Our group pursues a variety of “all-time classic” database research questions – prime examples include query language design, translation, and optimization – but with a few twists:
- We are particularly interested in using different flavors of relational database technology to support non-relational data models and languages. This has led to efficient and scalable XML and XQuery processors (Pathfinder and MonetDB/XQuery), for example.
- Whenever insightful and promising, we apply techniques that have their roots in the programming languages community to the database research domain. This paves the way for expressive and elegant language-integrated queries, new query compilation techniques, declarative query debuggers, or data provenance analyzers.
See our publications on these topics.
Database-Supported Haskell, DSH for short, is a Haskell library for database-supported program execution. Using the DSH library, a relational database management system (RDBMS) can be used as a coprocessor for the Haskell programming language, especially for those program fragments that carry out data-intensive and data-parallel computations. Rather than embedding a relational language into Haskell, DSH turns idiomatic Haskell programs into SQL queries.

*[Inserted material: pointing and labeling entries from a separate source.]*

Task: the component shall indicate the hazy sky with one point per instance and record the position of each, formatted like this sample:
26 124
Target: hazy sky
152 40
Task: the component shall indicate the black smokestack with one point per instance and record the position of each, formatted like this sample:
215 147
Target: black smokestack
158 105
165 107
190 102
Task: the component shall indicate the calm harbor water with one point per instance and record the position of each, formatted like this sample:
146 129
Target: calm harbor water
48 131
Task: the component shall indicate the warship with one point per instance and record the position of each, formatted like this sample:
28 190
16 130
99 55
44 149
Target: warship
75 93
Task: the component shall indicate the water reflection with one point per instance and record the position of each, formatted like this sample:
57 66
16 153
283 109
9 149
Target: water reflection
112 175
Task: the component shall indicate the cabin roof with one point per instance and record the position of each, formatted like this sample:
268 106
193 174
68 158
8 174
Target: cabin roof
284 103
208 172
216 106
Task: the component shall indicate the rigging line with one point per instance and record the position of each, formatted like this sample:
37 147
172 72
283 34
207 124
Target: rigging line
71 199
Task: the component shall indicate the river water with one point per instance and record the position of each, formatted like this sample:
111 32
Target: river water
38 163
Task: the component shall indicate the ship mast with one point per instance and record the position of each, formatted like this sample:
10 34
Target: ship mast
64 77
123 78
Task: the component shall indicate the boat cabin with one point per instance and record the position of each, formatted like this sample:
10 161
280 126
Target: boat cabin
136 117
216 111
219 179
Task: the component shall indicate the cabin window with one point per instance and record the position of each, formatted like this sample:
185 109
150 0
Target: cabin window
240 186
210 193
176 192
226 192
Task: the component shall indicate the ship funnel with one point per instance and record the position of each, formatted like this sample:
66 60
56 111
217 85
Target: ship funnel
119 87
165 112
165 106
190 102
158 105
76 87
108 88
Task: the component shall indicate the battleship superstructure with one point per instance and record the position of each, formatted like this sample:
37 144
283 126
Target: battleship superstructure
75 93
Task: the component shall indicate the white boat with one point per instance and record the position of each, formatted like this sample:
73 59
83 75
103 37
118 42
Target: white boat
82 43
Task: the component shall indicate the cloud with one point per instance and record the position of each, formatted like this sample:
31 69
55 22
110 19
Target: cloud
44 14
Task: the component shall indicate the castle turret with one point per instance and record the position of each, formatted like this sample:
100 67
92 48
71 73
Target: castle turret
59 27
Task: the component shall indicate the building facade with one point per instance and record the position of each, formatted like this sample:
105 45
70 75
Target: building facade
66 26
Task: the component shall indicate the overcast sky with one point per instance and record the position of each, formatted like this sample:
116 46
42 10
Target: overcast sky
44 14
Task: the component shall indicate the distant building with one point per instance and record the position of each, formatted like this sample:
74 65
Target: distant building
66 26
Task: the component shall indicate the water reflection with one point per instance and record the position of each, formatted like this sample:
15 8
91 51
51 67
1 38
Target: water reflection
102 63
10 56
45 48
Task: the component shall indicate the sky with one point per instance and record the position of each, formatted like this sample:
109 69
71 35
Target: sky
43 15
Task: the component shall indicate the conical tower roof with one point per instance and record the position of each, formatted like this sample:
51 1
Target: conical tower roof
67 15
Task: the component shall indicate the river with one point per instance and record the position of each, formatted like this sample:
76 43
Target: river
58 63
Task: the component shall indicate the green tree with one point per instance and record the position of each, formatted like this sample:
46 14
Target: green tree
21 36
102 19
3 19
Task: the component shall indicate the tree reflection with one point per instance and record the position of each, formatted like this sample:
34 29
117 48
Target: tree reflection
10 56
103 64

We present Habitat, a declarative observational debugger for SQL. Habitat facilitates true language-level (not: plan-level) debugging of, probably flawed, SQL queries that yield unexpected results. Users may mark arbitrary SQL subexpressions-ranging from literals, over fragments of predicates, to entire subquery blocks-to observe whether these evaluate as expected.
From the marked SQL text, Habitat’s algebraic compiler derives a new query whose result represents the values of the desired observations. These observations are generated by the target SQL database host itself. Prior data extraction or extra debugging middleware is not required. Habitat merges multiple observations into a single (nested) tabular display, letting a user explore the relationship of various observations. Filter predicates furthermore ease the interpretation of large results.
With project Ferry we try to establish a connection between two somewhat distant shores: programming languages and database technology. Ferry explores how far we can push the idea of relational database engines that directly and seamlessly participate in program evaluation to support the super-fast execution of data-intensive programs written in a variety of (general purpose) programming languages. Ferry builds on technology developed in the context of our project Pathfinder.